The strengths of the present study include the population-based approach, with a cohort of all lung cancer patients managed in France in 1 year with two-years of follow-up. Nonetheless, the use of this data source presents certain drawbacks. Firstly, at the patient level, demographic variables were limited to gender and age. No information is available in the PMSI database on smoking status, tumour histology and staging, or functional performance. Histology is a major criterion for systemic treatment strategy and several FICHCOMP drugs are actually specific to non-squamous NSCLC. This is the case for the two most-widely used drugs in our study (pemetrexed and bevasizumab). The observed association between access to these drugs and social deprivation may thus be even larger if only non-squamous NSCLC had been considered. Secondly, socioeconomic variables could only be estimated at the level of the municipality of residence of the patient, which is only a proxy marker of individual socioeconomic status. Thirdly, it is also important to note that private hospitals, which account for one-fifth of lung cancer diagnoses in France did not enter data on the use of expensive drugs to the FICHCOMP database at the time of the study. For this reason, it is possible that the extent of use of these drugs and the determinants of use, may differ between the private and public sectors. Finally, it was also not possible to extent the analysis to access to oral tyrosine kinase inhibitors, since these are delivered in community medicine and are thus not available in the FICHCOMP database. At the time of this analysis only medications targeting EGFR were available. Molecular testing is carried out systematically on all patients with lung cancer in France [30] and EGFR mutations and ALK rearrangements are observed in around 16% of patients [31]. The proportion of patients with metastatic lung cancer who are eligible for treatment by tyrosine kinase inhibitors targeting EGFR is relatively low.
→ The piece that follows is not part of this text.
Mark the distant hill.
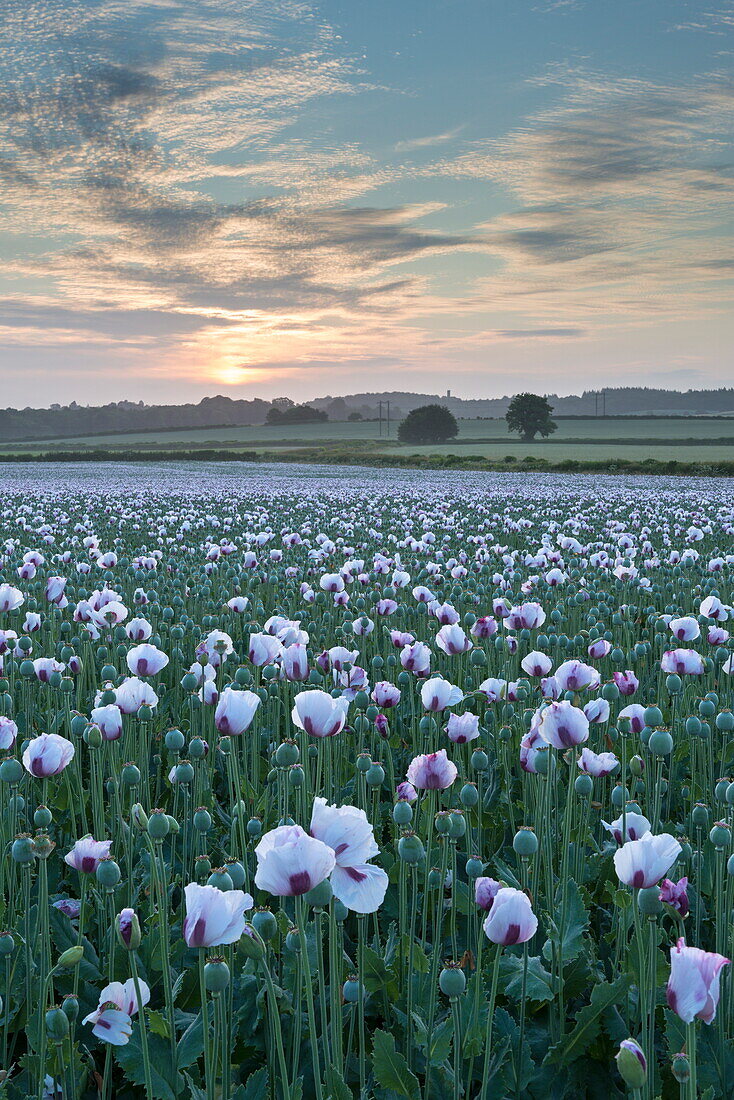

It should also be noted that treatment paradigms for metastatic lung cancer are rapidly evolving with the introduction of immunotherapies, the first of which was licensed in France in February 2016, now included in the FICHCOMP list. This development may have consequences for the pattern of use and access to FICHCOMP drugs for the treatment of metastatic lung cancer. The data collected in the present study will serve as a useful reference point to assess such changes in future studies.